Deep Learning demos

This repository showcases how to run deep learning code on NeSI.

Installation

After logging on NeSI, clone the repository:

git clone https://github.com/nesi/dl_demos

then create the Conda environment using:

cd dl_demos

module purge && module load Miniconda3
source $(conda info --base)/etc/profile.d/conda.sh
export PYTHONNOUSERSITE=1

conda env create -f environment.yml -p ./venv

Scenarios

Batch job

Submit a Slurm job to train a CNN model on CIFAR-10 using

sbatch train_model.sl

and check that the job is running with squeue --me.

While the job is running, log in the node with ssh NODE and use nvidia-smi to check that the script is using the GPU.

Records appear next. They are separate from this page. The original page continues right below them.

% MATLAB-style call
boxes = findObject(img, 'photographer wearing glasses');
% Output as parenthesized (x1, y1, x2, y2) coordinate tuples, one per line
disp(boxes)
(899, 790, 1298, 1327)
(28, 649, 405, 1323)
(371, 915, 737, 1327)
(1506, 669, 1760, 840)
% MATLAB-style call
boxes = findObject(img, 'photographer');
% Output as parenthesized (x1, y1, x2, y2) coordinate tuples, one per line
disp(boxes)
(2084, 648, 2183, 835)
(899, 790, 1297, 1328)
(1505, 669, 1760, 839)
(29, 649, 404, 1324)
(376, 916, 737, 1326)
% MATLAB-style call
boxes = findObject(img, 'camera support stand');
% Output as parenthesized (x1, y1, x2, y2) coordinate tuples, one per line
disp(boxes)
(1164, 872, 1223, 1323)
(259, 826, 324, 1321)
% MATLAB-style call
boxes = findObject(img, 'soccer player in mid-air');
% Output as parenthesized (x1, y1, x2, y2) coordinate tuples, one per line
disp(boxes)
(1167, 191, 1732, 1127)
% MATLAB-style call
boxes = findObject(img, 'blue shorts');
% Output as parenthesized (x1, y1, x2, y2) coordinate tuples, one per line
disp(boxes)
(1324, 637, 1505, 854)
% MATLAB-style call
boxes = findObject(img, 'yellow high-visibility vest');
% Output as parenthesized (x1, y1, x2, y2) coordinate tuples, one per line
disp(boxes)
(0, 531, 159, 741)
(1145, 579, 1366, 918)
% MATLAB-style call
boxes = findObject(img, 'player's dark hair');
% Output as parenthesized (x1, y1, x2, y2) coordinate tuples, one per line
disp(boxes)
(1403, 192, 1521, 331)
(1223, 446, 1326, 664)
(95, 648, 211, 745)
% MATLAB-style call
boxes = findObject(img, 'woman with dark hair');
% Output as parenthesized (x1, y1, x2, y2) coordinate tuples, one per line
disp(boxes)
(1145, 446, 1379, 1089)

From a Jupyter session, start a tensorboard instance pointing at the results folder

module purge && module load Miniconda3
source $(conda info --base)/etc/profile.d/conda.sh
export PYTHONNOUSERSITE=1
conda activate ./venv

tensorboard --logdir=results/JOBID-train_model.sl/logs

and use the Jupyter Server Proxy to access it at https://jupyter.nesi.org.nz/user-redirect/proxy/6006/

Interactive job

Alternatively, start an interactive session

srun --account=nesi99999 --time=10 --cpus-per-task=2 --mem=8GB \
    --gpus-per-node=A100-1g.5gb:1 --pty bash

then, on the compute node, load the modules and activate the Conda environment

module purge
module load Miniconda3/22.11.1-1 cuDNN/8.1.1.33-CUDA-11.2.0

source $(conda info --base)/etc/profile.d/conda.sh
export PYTHONNOUSERSITE=1
conda deactivate
conda activate ./venv

and run the script on the node

python train_model.py results/scratch

Note: Add --qos=debug when using sbatch or srun to get higher priority for short-lived low resources jobs.

Jupyter notebook

To use the notebook, create a Jupyter kernel using the Conda environment and loading the CUDA/cuDNN toolboxes

module purge && module load JupyterLab
nesi-add-kernel -p ./venv -- dl_demos cuDNN/8.1.1.33-CUDA-11.2.0

then (re)start a Jupyter session, making sure to select a GPU, and run the train_model.ipynb notebook.